A manufacturing business is one that is involved in the production of goods. A separate account, known as a manufacturing account, is prepared to show the costs associated with the business.
A simple manufacturing account has 2 sections:
- Prime cost section: Prime costs are the direct costs associated with production, such as direct labor and materials.
- Factory overheads: Overheads are the indirect costs associated with production, costs that cannot be traced to individual units of a product. Factory overheads are the overheads that are incurred by a factory, such as rent, electricity and supervisor’s salary.
Both of these types of costs are combined in the manufacturing account to give the cost of production.
Hence, the Cost of Production = Prime Cost + Factory Overheads
There are 3 types of inventories that are held by a manufacturing business. Raw materials refer to the factor inputs that are used to manufacture products. Finished goods are goods that have undergone the entire manufacturing process and are ready to be sold to consumers. Lastly, work-in-progress goods are those goods that are still in the process of being manufactured.
In the manufacturing account, you must start with the opening inventory value for raw materials followed by purchases of raw materials (and any adjustments, like carriage inwards) and net purchases.
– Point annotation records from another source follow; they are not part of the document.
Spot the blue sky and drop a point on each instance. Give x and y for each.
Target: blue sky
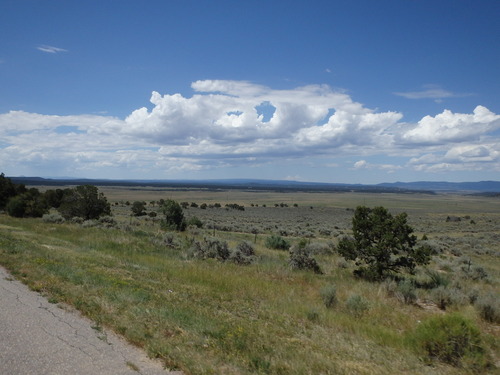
(330, 91)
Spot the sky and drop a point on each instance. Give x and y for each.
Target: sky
(351, 91)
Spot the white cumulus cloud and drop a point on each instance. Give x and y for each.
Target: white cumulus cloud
(238, 123)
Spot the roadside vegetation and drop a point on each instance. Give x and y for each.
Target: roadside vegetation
(251, 283)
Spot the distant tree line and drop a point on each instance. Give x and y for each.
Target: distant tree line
(83, 201)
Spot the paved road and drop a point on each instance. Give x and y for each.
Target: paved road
(39, 338)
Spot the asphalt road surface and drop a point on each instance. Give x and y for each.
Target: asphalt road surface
(39, 338)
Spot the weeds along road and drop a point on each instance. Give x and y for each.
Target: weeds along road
(37, 337)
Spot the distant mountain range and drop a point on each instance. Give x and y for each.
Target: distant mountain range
(428, 187)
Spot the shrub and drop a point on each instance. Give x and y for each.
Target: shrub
(277, 242)
(195, 221)
(489, 308)
(451, 339)
(168, 240)
(138, 208)
(436, 279)
(246, 248)
(329, 295)
(53, 218)
(406, 292)
(357, 305)
(211, 248)
(301, 259)
(441, 297)
(174, 217)
(107, 221)
(84, 201)
(237, 257)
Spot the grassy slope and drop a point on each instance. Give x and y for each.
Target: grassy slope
(207, 317)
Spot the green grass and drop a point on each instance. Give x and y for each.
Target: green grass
(208, 317)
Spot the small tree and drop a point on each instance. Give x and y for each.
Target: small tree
(382, 244)
(174, 217)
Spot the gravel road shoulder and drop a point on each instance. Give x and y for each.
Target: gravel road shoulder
(37, 337)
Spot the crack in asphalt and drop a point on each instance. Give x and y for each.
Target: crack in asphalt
(37, 337)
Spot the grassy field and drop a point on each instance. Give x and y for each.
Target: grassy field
(212, 317)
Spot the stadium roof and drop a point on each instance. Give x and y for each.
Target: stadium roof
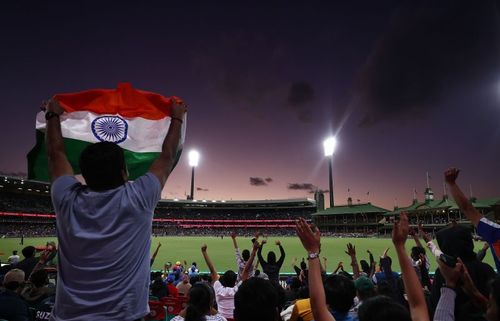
(362, 208)
(227, 204)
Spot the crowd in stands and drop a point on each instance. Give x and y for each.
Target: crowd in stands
(463, 287)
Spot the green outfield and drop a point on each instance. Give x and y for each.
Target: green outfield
(221, 250)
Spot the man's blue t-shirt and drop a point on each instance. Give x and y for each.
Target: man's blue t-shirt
(104, 243)
(490, 232)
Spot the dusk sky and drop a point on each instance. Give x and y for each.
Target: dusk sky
(408, 87)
Then, the closing inventory is subtracted from the total of these two figures to get the cost of raw materials consumed.
Then, other direct costs such as wages of direct labor, are added to this figure to calculate the total prime cost. The next section is the factory overheads section which includes things like insurance, depreciation and rent.
To the total of all of these sections, the opening inventory of work in progress goods is added and its closing inventory is subtracted. The final figure is the cost of production of manufactured goods.